Steiger sees this as an opportunity to raid the bank of Mesa Verde, which has been a dream of his since he was a wee bandito.
A plan is formed to stage a fake revolution as a decoy. Then the bank is discovered to not have any money in it. Instead, the vaults are full of political prisoners. Not sure why the government felt the need to hold these people, when it had no hesitation in killing others.
Having inadvertently freed the prisoners, Steiger becomes a folk hero—a figurehead for a real revolution that started from a bogus one. Coburn is more committed to a political ideology, as he is a member of the IRA and a fugitive. Too bad he isn’t more committed to his Irish accent, which mysteriously appears suddenly, and which comes and goes seemingly at random. According to Ebert’s Little Movie Glossary, this condition is known as “Streep throat”.
The movie was originally released in a shorter version titled Duck, You Sucker! I wonder if that version had tighter editing and fewer scenes which I felt added nothing to the experience. Most of the scenes just drag on and on, even most of the scenes I would consider to be essential to the story. Many other scenes neither advance the plot nor did I feel they developer character or even added atmosphere. At one point, Coburn breaks a chicken’s neck and I realized I never wanted to see this actor choking the chicken. Heck, even the very first shot of the picture is ants struggling in a stream of piss coming from Steiger, and I challenge anybody to provide a reason for this to be on the screen (also, are these literally “pissants”?).
Lastly, there’s the soundtrack, by the justly legendary composer Ennio Morricone. But everybody has their off days, and this is one of his.
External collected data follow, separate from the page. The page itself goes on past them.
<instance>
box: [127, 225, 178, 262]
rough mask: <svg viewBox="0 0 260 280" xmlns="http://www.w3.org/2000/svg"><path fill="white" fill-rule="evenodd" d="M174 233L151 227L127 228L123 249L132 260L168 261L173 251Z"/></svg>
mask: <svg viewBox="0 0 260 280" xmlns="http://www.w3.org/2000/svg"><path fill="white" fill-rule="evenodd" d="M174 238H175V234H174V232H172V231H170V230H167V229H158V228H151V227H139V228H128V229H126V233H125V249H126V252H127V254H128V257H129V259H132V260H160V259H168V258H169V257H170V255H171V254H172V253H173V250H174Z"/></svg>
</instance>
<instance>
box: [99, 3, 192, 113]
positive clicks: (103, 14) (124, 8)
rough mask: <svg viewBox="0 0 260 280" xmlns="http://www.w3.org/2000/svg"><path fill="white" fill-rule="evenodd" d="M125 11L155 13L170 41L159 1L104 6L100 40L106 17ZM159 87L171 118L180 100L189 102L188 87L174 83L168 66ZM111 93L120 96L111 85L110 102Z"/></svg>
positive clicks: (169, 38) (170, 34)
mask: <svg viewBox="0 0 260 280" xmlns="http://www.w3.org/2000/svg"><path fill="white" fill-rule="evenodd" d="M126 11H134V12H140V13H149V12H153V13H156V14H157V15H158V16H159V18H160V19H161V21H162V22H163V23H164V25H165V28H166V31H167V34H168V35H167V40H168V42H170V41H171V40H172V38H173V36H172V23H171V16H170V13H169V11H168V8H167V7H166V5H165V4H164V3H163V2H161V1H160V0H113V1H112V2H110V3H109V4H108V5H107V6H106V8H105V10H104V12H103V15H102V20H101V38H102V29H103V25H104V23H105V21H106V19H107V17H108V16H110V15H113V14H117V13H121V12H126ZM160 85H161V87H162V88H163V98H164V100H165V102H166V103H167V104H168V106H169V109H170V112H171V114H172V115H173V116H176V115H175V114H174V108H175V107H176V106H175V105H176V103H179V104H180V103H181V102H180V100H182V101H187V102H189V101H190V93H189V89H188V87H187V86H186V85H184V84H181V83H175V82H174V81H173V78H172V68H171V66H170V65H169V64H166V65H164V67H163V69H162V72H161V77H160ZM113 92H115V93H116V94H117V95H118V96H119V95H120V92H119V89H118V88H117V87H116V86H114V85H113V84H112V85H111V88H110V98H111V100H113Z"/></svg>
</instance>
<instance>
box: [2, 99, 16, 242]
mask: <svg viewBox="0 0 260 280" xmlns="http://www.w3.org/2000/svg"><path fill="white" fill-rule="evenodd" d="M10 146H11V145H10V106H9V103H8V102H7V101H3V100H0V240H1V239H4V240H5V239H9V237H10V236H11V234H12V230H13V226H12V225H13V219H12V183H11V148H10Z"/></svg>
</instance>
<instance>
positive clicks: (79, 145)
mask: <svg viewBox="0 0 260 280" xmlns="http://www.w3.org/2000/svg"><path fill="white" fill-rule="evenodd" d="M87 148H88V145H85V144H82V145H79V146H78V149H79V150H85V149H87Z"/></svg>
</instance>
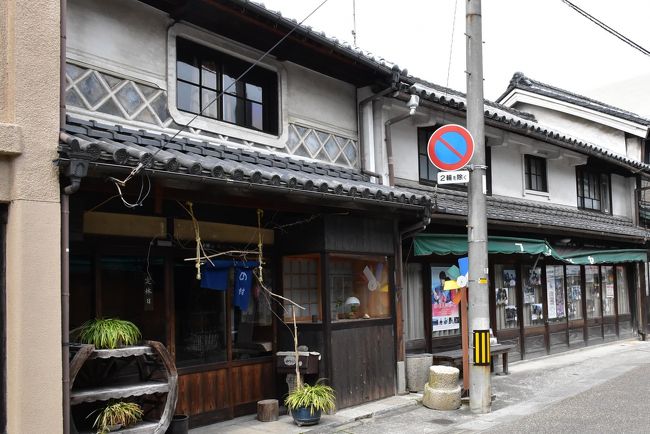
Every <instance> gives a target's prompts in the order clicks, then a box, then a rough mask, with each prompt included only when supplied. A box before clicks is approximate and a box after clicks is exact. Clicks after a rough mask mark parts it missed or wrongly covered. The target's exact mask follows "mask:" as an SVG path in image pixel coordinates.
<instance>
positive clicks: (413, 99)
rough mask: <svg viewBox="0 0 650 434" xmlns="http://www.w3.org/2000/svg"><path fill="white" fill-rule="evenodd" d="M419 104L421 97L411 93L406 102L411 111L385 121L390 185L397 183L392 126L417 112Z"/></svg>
mask: <svg viewBox="0 0 650 434" xmlns="http://www.w3.org/2000/svg"><path fill="white" fill-rule="evenodd" d="M418 105H420V97H419V96H417V95H415V94H411V98H410V99H409V100H408V102H407V103H406V106H407V107H408V108H409V112H408V113H406V114H403V115H399V116H395V117H394V118H391V119H388V120H387V121H386V122H385V123H384V130H385V134H384V137H385V141H386V158H387V159H388V185H389V186H390V187H393V186H394V185H395V163H394V161H393V141H392V138H391V135H390V126H391V125H393V124H396V123H398V122H400V121H403V120H404V119H407V118H409V117H411V116H413V115H414V114H415V110H416V109H417V108H418Z"/></svg>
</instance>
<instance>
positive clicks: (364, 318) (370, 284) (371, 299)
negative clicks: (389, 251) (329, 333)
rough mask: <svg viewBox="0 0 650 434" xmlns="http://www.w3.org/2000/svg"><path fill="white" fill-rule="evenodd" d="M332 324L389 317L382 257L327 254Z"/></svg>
mask: <svg viewBox="0 0 650 434" xmlns="http://www.w3.org/2000/svg"><path fill="white" fill-rule="evenodd" d="M328 281H329V285H330V288H329V289H330V291H331V300H332V321H345V320H358V319H370V318H388V317H390V287H389V284H388V260H387V258H386V257H385V256H358V255H335V254H332V255H329V276H328Z"/></svg>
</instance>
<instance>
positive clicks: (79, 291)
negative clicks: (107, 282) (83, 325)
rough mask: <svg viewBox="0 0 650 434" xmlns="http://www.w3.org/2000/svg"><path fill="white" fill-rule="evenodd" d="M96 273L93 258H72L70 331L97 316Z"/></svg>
mask: <svg viewBox="0 0 650 434" xmlns="http://www.w3.org/2000/svg"><path fill="white" fill-rule="evenodd" d="M94 288H95V273H94V261H93V258H92V257H91V256H81V255H71V256H70V330H74V329H76V328H77V327H80V326H81V325H82V324H83V323H84V322H86V321H88V320H89V319H90V318H94V317H95V316H96V315H95V291H94Z"/></svg>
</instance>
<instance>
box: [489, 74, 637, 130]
mask: <svg viewBox="0 0 650 434" xmlns="http://www.w3.org/2000/svg"><path fill="white" fill-rule="evenodd" d="M514 89H522V90H527V91H529V92H533V93H536V94H539V95H544V96H548V97H550V98H554V99H557V100H560V101H564V102H568V103H570V104H575V105H579V106H581V107H585V108H588V109H591V110H595V111H597V112H601V113H605V114H608V115H611V116H615V117H617V118H621V119H626V120H628V121H632V122H636V123H639V124H642V125H646V126H650V119H646V118H644V117H642V116H639V115H637V114H636V113H632V112H629V111H626V110H623V109H620V108H618V107H614V106H611V105H609V104H605V103H603V102H600V101H596V100H595V99H591V98H587V97H586V96H582V95H578V94H577V93H573V92H569V91H567V90H564V89H560V88H558V87H555V86H551V85H549V84H545V83H542V82H541V81H537V80H533V79H532V78H529V77H526V76H525V75H524V74H523V73H522V72H516V73H515V74H514V75H513V76H512V79H511V80H510V84H509V85H508V88H507V89H506V91H505V92H504V93H503V95H501V96H500V97H499V98H497V101H501V100H503V98H505V97H506V95H508V94H509V93H510V92H511V91H512V90H514Z"/></svg>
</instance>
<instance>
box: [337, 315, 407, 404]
mask: <svg viewBox="0 0 650 434" xmlns="http://www.w3.org/2000/svg"><path fill="white" fill-rule="evenodd" d="M394 341H395V338H394V336H393V323H392V320H390V319H388V320H366V321H356V322H353V323H351V324H350V326H348V327H345V328H343V327H341V328H334V329H333V330H332V354H331V363H332V373H331V377H332V378H331V381H332V385H333V387H334V390H336V407H337V408H339V409H340V408H345V407H350V406H352V405H357V404H361V403H364V402H368V401H374V400H377V399H381V398H386V397H388V396H393V395H394V394H395V345H394Z"/></svg>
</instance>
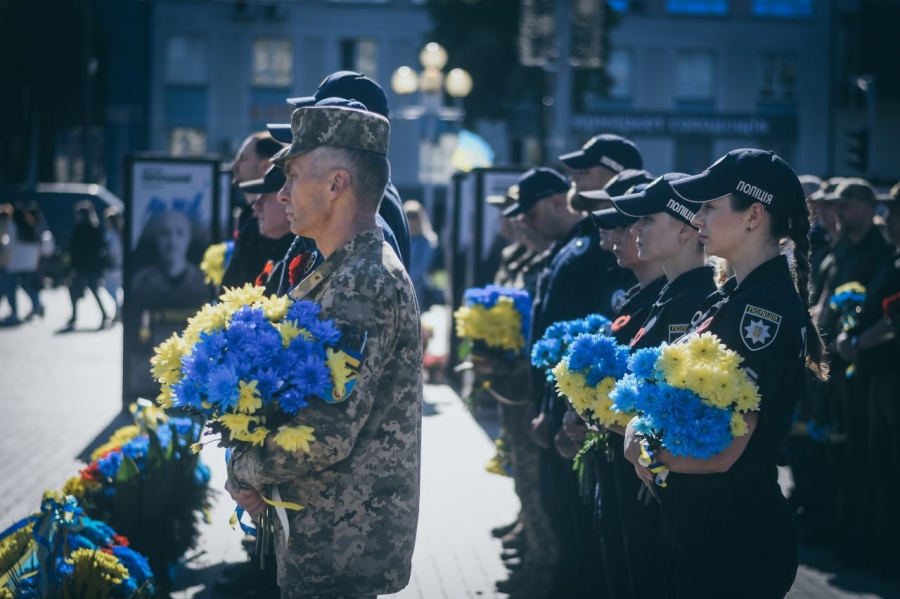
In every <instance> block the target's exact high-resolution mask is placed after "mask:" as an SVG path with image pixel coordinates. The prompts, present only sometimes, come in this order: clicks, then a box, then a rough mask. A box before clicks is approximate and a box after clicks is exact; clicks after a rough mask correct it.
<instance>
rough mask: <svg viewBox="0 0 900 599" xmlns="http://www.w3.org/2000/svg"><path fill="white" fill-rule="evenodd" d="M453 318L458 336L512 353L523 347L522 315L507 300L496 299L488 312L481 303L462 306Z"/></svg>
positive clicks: (506, 298) (505, 298) (513, 304)
mask: <svg viewBox="0 0 900 599" xmlns="http://www.w3.org/2000/svg"><path fill="white" fill-rule="evenodd" d="M453 317H454V320H455V328H456V335H457V336H458V337H461V338H464V339H476V340H481V341H484V342H485V343H486V344H487V345H489V346H491V347H497V348H500V349H504V350H511V351H515V352H518V351H520V350H521V349H522V348H523V347H525V338H524V337H523V336H522V315H521V313H520V312H519V311H518V310H516V307H515V304H514V303H513V301H512V299H510V298H508V297H501V298H499V299H498V300H497V303H496V304H495V305H494V306H493V307H492V308H490V309H488V308H485V307H484V306H483V305H481V304H475V305H472V306H462V307H460V308H459V309H458V310H456V312H454V313H453Z"/></svg>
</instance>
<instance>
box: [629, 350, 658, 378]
mask: <svg viewBox="0 0 900 599" xmlns="http://www.w3.org/2000/svg"><path fill="white" fill-rule="evenodd" d="M660 353H661V352H660V349H659V347H645V348H643V349H639V350H637V351H636V352H634V353H633V354H632V355H631V357H630V358H629V360H628V368H629V369H630V370H631V372H633V373H634V374H635V376H637V377H639V378H642V379H653V378H654V377H655V374H656V360H657V359H658V358H659V355H660Z"/></svg>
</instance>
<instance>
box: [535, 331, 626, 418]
mask: <svg viewBox="0 0 900 599" xmlns="http://www.w3.org/2000/svg"><path fill="white" fill-rule="evenodd" d="M630 351H631V350H630V348H629V347H628V346H627V345H622V344H620V343H617V342H616V340H615V339H614V338H612V337H610V336H609V335H603V334H596V333H595V334H585V333H582V334H580V335H578V336H577V337H575V339H573V340H572V342H571V343H570V344H569V347H568V348H566V352H565V354H564V355H563V357H562V359H561V360H560V361H559V363H558V364H557V365H556V366H554V367H553V377H554V378H555V379H556V388H557V389H558V390H559V392H560V393H561V394H562V395H564V396H565V397H566V398H568V400H569V402H570V403H571V404H572V407H573V408H574V409H575V411H576V412H578V414H579V415H580V416H581V417H582V418H584V419H585V420H586V421H588V422H590V421H595V422H597V423H599V424H600V425H601V426H609V425H611V424H616V425H619V426H627V425H628V422H629V421H630V420H631V418H632V417H633V416H634V413H628V412H620V411H617V410H613V409H612V403H613V402H612V400H611V399H610V398H609V392H610V391H612V389H613V387H614V386H615V384H616V381H618V380H619V379H621V378H622V377H623V376H625V372H626V370H627V368H628V355H629V353H630Z"/></svg>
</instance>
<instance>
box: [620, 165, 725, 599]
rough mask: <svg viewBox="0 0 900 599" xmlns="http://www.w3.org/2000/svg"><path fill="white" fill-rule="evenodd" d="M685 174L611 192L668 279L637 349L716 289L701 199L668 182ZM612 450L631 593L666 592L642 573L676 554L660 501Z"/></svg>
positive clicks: (659, 267)
mask: <svg viewBox="0 0 900 599" xmlns="http://www.w3.org/2000/svg"><path fill="white" fill-rule="evenodd" d="M686 176H687V175H685V174H682V173H670V174H668V175H664V176H662V177H659V178H657V179H656V180H655V181H653V182H652V183H650V184H649V185H647V186H646V187H645V188H643V189H642V190H641V191H639V192H637V193H632V194H628V195H624V196H619V197H614V198H612V203H613V206H614V207H615V209H616V210H618V211H619V212H621V213H622V214H623V215H628V216H631V217H634V218H637V221H636V222H635V223H634V225H632V227H631V234H632V235H634V236H635V239H636V242H637V252H638V257H639V258H640V259H641V261H642V262H643V263H644V264H655V265H658V267H659V268H661V269H662V270H663V272H664V273H665V277H666V280H667V283H666V285H665V287H663V289H662V290H661V291H660V293H659V295H658V296H657V297H656V298H654V302H653V304H652V306H651V309H650V311H649V313H648V314H646V315H645V317H644V320H643V321H640V322H641V325H640V328H638V329H637V330H636V331H634V334H633V335H632V337H631V338H629V339H624V342H625V343H630V345H631V347H632V348H633V349H640V348H642V347H651V346H656V345H659V344H661V343H663V342H666V343H671V342H672V341H674V340H675V339H677V338H679V337H681V336H682V335H684V334H685V333H686V332H687V330H688V329H689V328H690V326H691V322H692V321H693V320H696V319H698V318H699V317H700V316H701V315H702V314H703V309H704V308H705V304H706V302H707V298H708V297H709V296H710V295H712V294H713V293H714V292H715V291H716V286H715V283H714V282H713V269H712V268H710V267H709V266H706V256H705V254H704V252H703V246H702V245H701V244H700V243H699V241H698V238H697V230H696V229H695V228H694V227H693V226H692V225H691V219H693V218H694V216H695V215H696V213H697V211H698V210H699V209H700V206H701V204H698V203H695V202H691V201H688V200H685V199H683V198H681V197H679V196H678V195H676V194H675V192H674V191H672V187H671V186H670V182H672V181H676V180H678V179H681V178H684V177H686ZM617 432H620V433H621V434H624V432H625V431H624V430H622V431H617ZM619 438H620V439H621V437H619ZM613 455H614V458H613V469H614V472H615V476H616V486H617V488H618V490H619V496H620V497H619V503H620V510H619V511H620V518H621V527H622V530H623V534H624V537H625V549H626V558H627V561H628V569H629V573H630V579H631V585H632V589H631V590H632V592H631V596H633V597H658V596H660V595H664V594H665V589H664V588H663V584H664V580H665V578H666V575H657V576H647V574H646V572H644V571H642V570H643V566H644V565H645V564H646V563H647V562H648V558H649V559H650V560H651V561H655V562H656V563H657V564H658V565H657V568H656V569H657V572H658V573H666V572H667V570H668V569H669V568H668V566H670V565H671V564H669V559H668V558H669V557H670V555H671V552H670V551H669V550H668V548H667V543H666V542H665V541H664V540H663V538H662V537H661V532H660V509H659V504H658V503H656V502H652V503H647V502H643V501H639V500H638V498H637V497H638V491H639V490H640V488H641V486H642V483H641V481H640V479H638V478H637V477H635V476H634V468H633V467H632V466H631V464H630V463H629V462H628V461H627V460H626V459H625V457H624V456H623V455H622V445H621V444H620V445H619V447H618V448H617V451H614V452H613Z"/></svg>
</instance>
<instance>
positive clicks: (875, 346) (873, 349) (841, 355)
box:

Admittedly, some pieces used here are compelling in that they are oddly hypnotic. Alas, other bits are ruined by a female voice repeatedly singing something that sounds like how I imagine a frog might sound if it tried to croak, “GUAC”. Unless this was a subliminal message from Guacamole merchants, I have no idea what the intention of this was, but it is annoying. At other times, the voice seems to be singing, “Sean, Sean”. I likely would enjoy the entire score on its own, but it is too often incongruous with what is on the screen, and the soundtrack should never distract from the film it accompanies.
I only skimmed a few reviews before buying this blu-ray of A Fistful of Dynamite, and they were absolutely glowing. After watching the film, I went back and read the full reviews. I was shocked by how drastically different my feelings about it were from seemingly everybody else’s. What can I say? I can form my own opinions and, while they may change over time, I have the courage to stand by them. So I have no problems saying I hated this movie.